The former chief economist of the Bank of England has warned against cutting taxes, saying that it risks making a bad situation worse.
Andy Haldane made the comments to journalist Robert Peston as they discussed the problems facing the UK economy on the Rest is Money podcast.
Mr Haldane was prompted to address the issues of tax cuts when the conversation turned to former Prime Minister Liz Truss’s vision for growth in Britain.
Ms Truss argued that a significant cut to taxes would result in further revenues for the Government as people would have more of their own money to pump back into the economy.
But Mr Haldane said that this only works in certain scenarios and that in the present one it would “make a bad situation worse” despite the possibility of an initial “sugar rush of increased spending”.
Mr Haldane said: “Wouldn’t it be lovely if, by cutting taxes, we could raise more revenues rather than less? Wouldn’t that be lovely? Everyone would be going gangbusters for tax cuts, would they not?”
Mr Peston replied: “As you say, around the world we’d have five percent tax rates and public services would be gleaming in the best we could possibly have the world.”
Mr Haldane then argued that the reason people think that sweeping tax cuts work is because it has in past circumstances that are not comparible to today.
“In the old days, which you’ll remember, this used to go by the name of the laugher curve. Of course you know, back at the time of Ronald Reagan … the notion was that there were times that by cutting taxes you stimulated more spending and more working and therefore more tax revenues.
“I think when tax rates were at the levels they were in the 70s and early 80s, there is possibly a case for that If you’re taking them down from rates. The marginal rates of income tax in the UK then were in the 90s [in percentage terms].
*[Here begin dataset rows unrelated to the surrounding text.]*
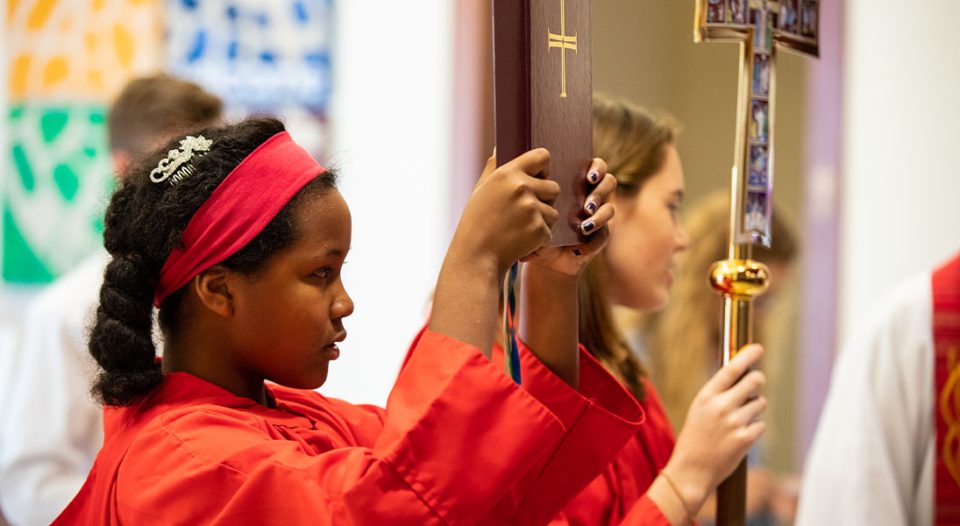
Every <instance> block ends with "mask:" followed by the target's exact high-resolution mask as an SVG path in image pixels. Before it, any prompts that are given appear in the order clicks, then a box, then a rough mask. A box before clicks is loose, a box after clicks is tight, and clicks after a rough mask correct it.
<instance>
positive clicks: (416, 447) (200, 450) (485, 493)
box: [113, 331, 631, 525]
mask: <svg viewBox="0 0 960 526" xmlns="http://www.w3.org/2000/svg"><path fill="white" fill-rule="evenodd" d="M531 366H532V369H531V371H532V372H531V373H530V375H529V377H530V386H531V387H535V386H540V385H541V383H542V384H544V385H543V388H544V389H546V388H547V387H550V386H549V385H547V384H549V383H550V382H559V379H556V378H555V377H551V376H549V375H548V374H547V373H548V372H545V371H539V372H537V370H536V369H537V367H538V366H537V364H536V363H532V364H531ZM539 367H540V368H541V369H542V366H539ZM588 367H589V366H588ZM561 383H562V382H561ZM601 383H602V382H601ZM563 385H565V384H563ZM585 385H591V384H590V382H589V381H588V382H587V383H586V384H585ZM553 387H559V386H553ZM553 387H550V388H551V389H552V388H553ZM566 389H567V394H566V395H561V394H557V393H549V394H544V393H541V395H540V396H543V397H544V400H545V401H544V402H541V401H540V400H539V399H538V398H537V396H536V395H534V396H531V392H528V391H527V390H525V389H522V388H519V387H518V386H517V385H516V384H514V383H513V382H512V381H511V380H510V379H509V378H508V377H506V376H505V375H504V374H503V373H502V371H500V370H498V369H497V368H495V367H494V366H493V365H492V364H491V363H490V361H489V360H487V359H486V358H485V357H484V356H483V355H482V354H481V353H480V352H479V351H478V350H476V349H474V348H472V347H470V346H468V345H465V344H463V343H460V342H458V341H456V340H453V339H451V338H448V337H446V336H443V335H441V334H437V333H432V332H429V331H427V332H426V333H424V334H423V335H422V336H421V337H420V338H419V341H418V344H417V349H416V352H415V353H413V354H412V356H411V357H410V359H409V362H408V363H407V365H406V367H405V368H404V369H403V371H402V372H401V374H400V376H399V378H398V380H397V383H396V386H395V387H394V390H393V392H392V393H391V395H390V399H389V402H388V404H387V409H386V412H385V413H384V421H383V430H382V432H381V433H380V435H379V437H378V438H377V440H376V442H375V443H374V444H373V447H370V448H362V447H345V448H344V447H341V448H336V449H331V450H328V451H326V452H323V453H320V454H317V455H313V456H311V455H307V454H304V450H303V448H302V447H300V445H299V444H297V443H296V442H293V441H289V440H276V439H274V438H273V437H271V436H270V435H269V433H268V432H265V430H264V429H263V427H262V423H261V422H259V421H258V420H257V419H256V418H255V417H254V416H252V415H249V414H246V413H242V412H239V413H238V412H233V413H229V414H227V413H218V412H215V411H206V412H204V411H195V412H191V413H189V414H188V416H185V417H183V418H180V419H178V420H176V421H172V422H167V421H161V424H160V425H156V426H152V428H151V429H150V432H147V433H141V434H140V435H139V436H138V437H137V439H136V440H135V441H134V442H133V444H132V445H131V447H130V450H129V452H128V455H129V457H128V458H137V459H138V461H137V462H125V463H123V464H122V465H121V467H120V471H119V473H118V476H117V484H116V488H117V498H116V499H115V500H113V502H117V503H118V509H117V510H116V516H118V518H119V519H120V522H123V523H129V524H141V523H192V524H198V523H205V524H207V523H246V524H249V523H272V522H276V521H277V520H282V521H283V522H284V523H285V524H338V525H350V524H361V525H366V524H401V525H402V524H417V525H420V524H437V523H449V524H472V523H479V522H484V523H491V522H498V523H504V521H502V520H501V519H502V518H504V517H511V518H513V517H519V518H523V520H513V519H511V520H510V521H509V522H510V523H511V524H532V523H534V522H538V523H543V522H546V519H549V517H550V516H552V515H553V514H555V513H556V512H557V511H558V510H559V508H560V507H562V505H563V502H564V501H555V500H554V499H555V498H556V494H555V495H554V496H553V497H550V496H549V495H542V496H540V495H532V493H534V492H537V491H550V490H551V489H557V491H559V492H560V493H563V494H565V493H569V492H570V491H572V488H574V487H579V486H581V485H583V484H586V483H587V482H588V481H589V479H591V478H592V477H593V475H595V473H592V472H591V473H582V472H584V471H585V470H583V469H579V468H573V467H572V466H573V465H575V464H576V463H574V462H572V461H571V460H570V458H569V456H570V450H571V448H572V447H586V446H587V441H586V440H584V437H586V436H587V433H586V427H585V426H591V425H598V423H599V424H602V425H607V424H606V423H605V422H606V420H605V419H616V418H620V417H616V416H615V415H613V414H612V413H609V412H608V411H607V410H606V409H601V408H600V407H599V406H598V405H597V402H596V401H595V400H594V399H593V398H588V397H582V396H579V395H578V394H577V393H576V392H575V391H573V390H572V389H569V387H567V388H566ZM567 398H569V400H568V399H567ZM554 411H556V414H555V413H554ZM565 424H569V425H565ZM619 424H620V425H621V426H624V427H629V426H630V425H631V424H630V422H628V421H626V420H623V421H622V422H620V423H619ZM596 436H603V435H602V434H601V435H596ZM604 438H605V439H609V438H611V437H609V436H606V437H604ZM614 438H615V437H614ZM604 442H606V440H604ZM590 445H591V447H592V446H596V445H597V444H594V443H593V442H591V443H590ZM601 449H602V448H601ZM581 453H583V452H581ZM596 456H597V454H595V453H589V454H587V457H589V458H594V457H596ZM606 460H607V461H609V458H607V459H606ZM558 471H562V472H563V476H561V477H557V476H556V475H555V473H557V472H558ZM597 471H599V469H598V470H597ZM551 478H558V479H560V480H551ZM194 488H197V489H199V488H202V491H198V490H194ZM538 508H539V509H538ZM494 510H496V511H494ZM544 514H547V515H546V519H542V520H541V519H540V517H542V516H543V515H544ZM494 517H497V518H496V519H494Z"/></svg>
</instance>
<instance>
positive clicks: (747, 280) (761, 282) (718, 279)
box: [709, 259, 770, 301]
mask: <svg viewBox="0 0 960 526" xmlns="http://www.w3.org/2000/svg"><path fill="white" fill-rule="evenodd" d="M709 279H710V286H711V287H712V288H713V290H714V292H716V293H717V294H721V295H723V296H724V297H727V298H730V299H734V300H741V301H750V300H753V299H754V298H756V297H758V296H760V295H762V294H763V293H764V292H766V291H767V287H768V286H769V285H770V271H769V270H767V266H766V265H764V264H763V263H760V262H759V261H754V260H752V259H727V260H724V261H717V262H716V263H714V264H713V265H712V266H711V267H710V278H709Z"/></svg>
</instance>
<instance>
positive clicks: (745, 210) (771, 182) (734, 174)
mask: <svg viewBox="0 0 960 526" xmlns="http://www.w3.org/2000/svg"><path fill="white" fill-rule="evenodd" d="M695 1H696V15H695V21H694V40H695V41H696V42H698V43H699V42H735V43H739V44H740V81H739V82H740V88H739V91H738V95H737V127H736V130H737V131H736V140H735V146H734V152H735V154H734V164H733V172H732V178H731V199H730V244H729V251H728V256H727V259H726V260H724V261H719V262H717V263H715V264H714V265H713V267H712V268H711V269H710V283H711V286H712V287H713V288H714V290H715V291H716V292H717V293H719V294H721V295H723V297H724V332H723V341H722V343H721V346H722V348H721V360H722V363H724V364H726V363H727V362H729V361H730V360H731V359H732V358H733V356H735V355H736V353H737V351H738V350H739V349H741V348H742V347H743V346H744V345H746V344H747V343H749V342H750V341H751V340H752V334H751V332H752V315H751V314H752V310H751V309H752V302H753V299H754V298H756V297H758V296H760V295H761V294H763V293H764V291H766V288H767V286H768V282H769V275H768V270H767V268H766V266H764V265H763V264H762V263H759V262H757V261H753V260H752V259H751V255H752V247H753V245H763V246H767V247H769V246H770V244H771V243H772V242H773V240H772V239H771V231H770V225H771V223H770V216H771V213H772V211H773V203H772V197H773V164H774V163H773V151H774V149H773V145H774V141H773V139H774V118H773V116H774V111H773V110H774V101H775V93H776V90H775V86H776V82H775V80H776V59H777V51H778V50H780V49H784V50H788V51H792V52H796V53H800V54H803V55H808V56H812V57H819V54H820V46H819V40H818V33H819V31H818V25H819V12H820V3H819V0H779V1H774V0H695ZM746 472H747V466H746V459H744V461H742V462H741V463H740V465H739V466H738V467H737V469H736V471H734V472H733V474H732V475H731V476H730V477H729V478H728V479H727V480H725V481H724V482H723V483H721V484H720V487H719V488H718V489H717V524H718V526H731V525H743V524H745V522H746V514H745V512H746Z"/></svg>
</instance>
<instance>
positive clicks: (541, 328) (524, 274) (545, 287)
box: [519, 262, 580, 388]
mask: <svg viewBox="0 0 960 526" xmlns="http://www.w3.org/2000/svg"><path fill="white" fill-rule="evenodd" d="M577 279H578V278H577V277H576V276H568V275H564V274H560V273H557V272H555V271H552V270H550V269H548V268H545V267H542V266H539V265H537V264H536V263H533V262H531V263H527V264H524V265H523V267H522V271H521V280H520V282H521V285H520V320H519V322H520V330H519V333H520V339H521V340H523V342H524V343H525V344H526V345H527V347H528V348H530V350H531V351H532V352H533V353H534V354H535V355H536V356H537V358H539V359H540V361H541V362H543V364H544V365H546V366H547V367H548V368H549V369H550V370H551V371H553V372H554V374H556V375H557V376H559V377H560V378H562V379H563V380H564V381H565V382H567V383H568V384H570V385H571V386H572V387H574V388H578V387H579V380H580V355H579V346H578V343H577V338H578V334H579V333H578V322H579V321H578V310H577Z"/></svg>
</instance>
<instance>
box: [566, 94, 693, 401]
mask: <svg viewBox="0 0 960 526" xmlns="http://www.w3.org/2000/svg"><path fill="white" fill-rule="evenodd" d="M678 134H679V127H678V125H677V124H676V121H674V120H673V118H672V117H670V116H668V115H665V114H663V115H654V114H652V113H650V112H648V111H647V110H645V109H643V108H640V107H638V106H635V105H633V104H631V103H629V102H627V101H623V100H614V99H610V98H607V97H605V96H602V95H596V96H594V98H593V153H594V155H595V156H597V157H600V158H602V159H603V160H604V161H606V162H607V171H608V173H611V174H613V175H614V176H615V177H616V179H617V195H618V196H620V197H632V196H636V195H637V194H638V193H639V192H640V190H641V189H642V188H643V184H644V183H645V182H646V181H647V179H649V178H650V176H652V175H654V174H656V173H657V172H659V171H660V168H662V166H663V162H664V158H665V150H666V147H667V146H668V145H673V144H674V143H675V141H676V138H677V135H678ZM579 295H580V342H581V343H582V344H583V345H584V346H585V347H586V348H587V349H588V350H589V351H590V353H591V354H592V355H593V356H594V357H595V358H597V360H599V361H600V363H602V364H603V365H604V366H605V367H606V368H607V369H608V370H609V371H610V372H611V373H613V374H614V376H616V377H617V378H619V379H620V381H621V382H623V384H624V385H626V386H627V388H628V389H629V390H630V391H631V392H632V393H633V395H634V396H635V397H636V398H637V399H638V400H643V399H644V397H645V393H644V388H643V378H644V377H645V376H646V371H645V369H644V367H643V365H642V364H641V362H640V360H639V358H637V355H636V354H635V353H634V352H633V350H632V349H631V348H630V345H629V344H628V343H627V339H626V338H625V337H624V335H623V333H622V332H621V331H620V329H619V328H618V327H617V325H616V323H615V320H614V316H613V312H612V310H611V306H610V294H609V276H608V271H607V258H606V253H605V252H602V253H600V254H599V255H598V256H597V257H596V258H594V260H593V261H592V262H591V263H590V265H588V266H587V268H586V270H584V273H583V276H582V278H581V279H580V288H579Z"/></svg>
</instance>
“So the thought that at those sorts of levels that you might draw a few people back into the net and squeeze out a few more pounds, I think is reasonable.”
Mr Peston said: “So when you have huge marginal taxes, marginal tax rates are incredibly high. If you cut them, you might encourage a bit more activity and that might, on the margin, generate a bit more tax.”
Mr Haldane replied: “That’s right. Now, that’s not where we are, it’s not where any else is either and, as best we can tell, the sort of tax rates that we are, we have now in the UK, indeed elsewhere.
“That is not the way the story works, so the incentive effects are very small, the avoidance effects are very modest and in actual fact that’s a recipe for for cutting revenues rather than raising them and so if you cut tax now and you cut revenues and you’ve got a crisis in public services not enough money for schools and hospitals you just make the problem worse, make a bad situation worse and you might get some sugar rush of increased spending.
“But is the sugar rush of demand what we need? No, the UK’s problem has been too much demand. That’s why inflation’s picked up relative to its supply side capacity.”